Personal information
- Native name: محمد الشرمي
- Born: Mohamed Charmi May 28, 1981 (age 45)
- Years active: 2002–2012 (Track and field T37)

Sport
- Disability class: T37

Medal record
Men's para athletics
Representing Tunisia
Paralympic Games
| Gold medal – first place | 2004 Athens | 1500 metres - T37 |
| Gold medal – first place | 2004 Athens | 4x400m - T35-38 |
| Silver medal – second place | 2004 Athens | 800 metres - T37 |
| Silver medal – second place | 2012 London | 800 metres - T37 |
| Bronze medal – third place | 2008 Beijing | 4x400m - T35-38 |
| Bronze medal – third place | 2012 London | 1500 metres - T37 |
All-Africa Games
| Gold medal – first place | 2011 Maputo | 800m T37 |
| Silver medal – second place | 2011 Maputo | 400m T37 |
| Bronze medal – third place | 2011 Maputo | 100m T37 |
World Championships
| Silver medal – second place | 2002 | 800m T37 |
| Silver medal – second place | 2006 | 800m T37 |
| Bronze medal – third place | 2006 | 1500m T37 |

= Mohamed Charmi =

Tunisian Paralympic athlete

Mohamed Charmi (born May 28, 1981) is a Paralympian athlete from Tunisia competing mainly in category T37 middle-distance events.

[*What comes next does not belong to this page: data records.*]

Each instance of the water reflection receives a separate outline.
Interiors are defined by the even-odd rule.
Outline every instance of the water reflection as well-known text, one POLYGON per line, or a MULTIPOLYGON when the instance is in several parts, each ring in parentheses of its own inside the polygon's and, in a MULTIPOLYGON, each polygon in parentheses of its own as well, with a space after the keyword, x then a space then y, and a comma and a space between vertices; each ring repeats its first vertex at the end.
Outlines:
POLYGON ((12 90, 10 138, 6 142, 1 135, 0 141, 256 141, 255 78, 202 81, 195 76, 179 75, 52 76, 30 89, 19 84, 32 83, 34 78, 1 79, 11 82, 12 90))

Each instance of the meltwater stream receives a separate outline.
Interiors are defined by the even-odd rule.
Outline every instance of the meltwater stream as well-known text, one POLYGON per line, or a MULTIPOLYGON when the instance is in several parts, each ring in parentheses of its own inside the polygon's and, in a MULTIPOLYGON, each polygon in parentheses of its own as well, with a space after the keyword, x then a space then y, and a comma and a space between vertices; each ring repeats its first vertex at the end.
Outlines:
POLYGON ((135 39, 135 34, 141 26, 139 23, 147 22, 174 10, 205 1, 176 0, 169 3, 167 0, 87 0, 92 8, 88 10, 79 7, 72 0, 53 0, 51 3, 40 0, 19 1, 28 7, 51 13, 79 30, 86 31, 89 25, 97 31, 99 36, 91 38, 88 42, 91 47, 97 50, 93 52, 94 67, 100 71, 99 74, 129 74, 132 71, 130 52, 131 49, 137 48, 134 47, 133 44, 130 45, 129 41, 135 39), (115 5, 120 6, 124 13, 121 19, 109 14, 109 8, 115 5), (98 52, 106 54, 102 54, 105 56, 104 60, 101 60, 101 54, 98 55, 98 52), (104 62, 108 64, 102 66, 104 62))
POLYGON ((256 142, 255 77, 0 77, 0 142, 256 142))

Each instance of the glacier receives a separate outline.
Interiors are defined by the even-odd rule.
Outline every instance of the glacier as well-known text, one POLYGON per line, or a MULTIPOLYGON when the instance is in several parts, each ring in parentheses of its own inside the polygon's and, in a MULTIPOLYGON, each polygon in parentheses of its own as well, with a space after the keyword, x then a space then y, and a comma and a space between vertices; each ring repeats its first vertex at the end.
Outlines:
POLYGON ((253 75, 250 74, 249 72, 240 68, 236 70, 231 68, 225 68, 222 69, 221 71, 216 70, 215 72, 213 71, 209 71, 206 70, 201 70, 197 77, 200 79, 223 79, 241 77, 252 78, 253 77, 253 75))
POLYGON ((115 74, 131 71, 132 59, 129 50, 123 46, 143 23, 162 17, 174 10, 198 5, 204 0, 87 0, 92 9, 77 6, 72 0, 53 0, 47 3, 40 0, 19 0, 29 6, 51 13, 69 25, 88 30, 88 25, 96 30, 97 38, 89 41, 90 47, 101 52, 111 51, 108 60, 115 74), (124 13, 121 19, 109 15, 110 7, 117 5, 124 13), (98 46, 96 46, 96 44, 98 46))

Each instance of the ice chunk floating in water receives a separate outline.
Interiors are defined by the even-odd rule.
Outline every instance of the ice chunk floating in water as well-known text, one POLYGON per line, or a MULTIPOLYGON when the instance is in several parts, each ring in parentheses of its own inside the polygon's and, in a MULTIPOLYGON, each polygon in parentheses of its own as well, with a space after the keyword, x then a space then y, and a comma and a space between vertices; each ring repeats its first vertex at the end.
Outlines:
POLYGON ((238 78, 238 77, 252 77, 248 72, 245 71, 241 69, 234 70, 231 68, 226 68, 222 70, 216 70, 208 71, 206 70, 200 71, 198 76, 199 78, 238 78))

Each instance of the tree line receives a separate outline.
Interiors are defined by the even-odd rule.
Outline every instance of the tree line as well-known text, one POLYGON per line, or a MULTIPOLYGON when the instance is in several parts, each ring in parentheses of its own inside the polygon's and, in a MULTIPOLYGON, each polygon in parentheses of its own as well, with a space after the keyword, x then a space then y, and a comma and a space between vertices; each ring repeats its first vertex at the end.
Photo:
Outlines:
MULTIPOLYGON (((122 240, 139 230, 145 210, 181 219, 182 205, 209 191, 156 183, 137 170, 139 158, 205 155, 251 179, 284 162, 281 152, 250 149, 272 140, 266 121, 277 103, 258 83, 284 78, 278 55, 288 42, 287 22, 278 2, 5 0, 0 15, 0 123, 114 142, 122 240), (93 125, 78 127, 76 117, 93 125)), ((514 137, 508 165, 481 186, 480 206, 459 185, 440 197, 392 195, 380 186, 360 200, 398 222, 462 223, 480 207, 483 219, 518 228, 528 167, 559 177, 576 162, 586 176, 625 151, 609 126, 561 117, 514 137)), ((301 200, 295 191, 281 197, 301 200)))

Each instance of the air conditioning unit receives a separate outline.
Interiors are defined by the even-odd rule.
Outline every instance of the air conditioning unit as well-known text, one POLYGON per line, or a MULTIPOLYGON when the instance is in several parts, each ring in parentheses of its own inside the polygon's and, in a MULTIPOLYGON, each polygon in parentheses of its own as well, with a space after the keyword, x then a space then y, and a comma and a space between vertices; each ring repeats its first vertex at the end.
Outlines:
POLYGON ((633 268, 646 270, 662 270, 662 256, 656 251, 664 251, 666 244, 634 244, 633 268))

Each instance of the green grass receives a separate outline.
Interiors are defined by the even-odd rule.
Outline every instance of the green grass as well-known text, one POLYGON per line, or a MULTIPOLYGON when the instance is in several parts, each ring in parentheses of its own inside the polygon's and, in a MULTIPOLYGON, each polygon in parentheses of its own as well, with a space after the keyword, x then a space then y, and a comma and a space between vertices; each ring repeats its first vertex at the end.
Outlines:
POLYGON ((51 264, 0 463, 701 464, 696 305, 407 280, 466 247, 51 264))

Mohamed has competed in three Paralympic Games and has picked up 6 medals. His first Games were in 2004 in Athens. He won a gold medal in the T37 1500m and a silver in the T37 800m as well as a second gold as part of the Tunisian T35-38 4 × 400 m. Four years later in Beijing he failed to medal in either the T37 200m or 800m but did win a bronze as part of the Tunisian 4 × 100 m relay team in the T35-38 class race.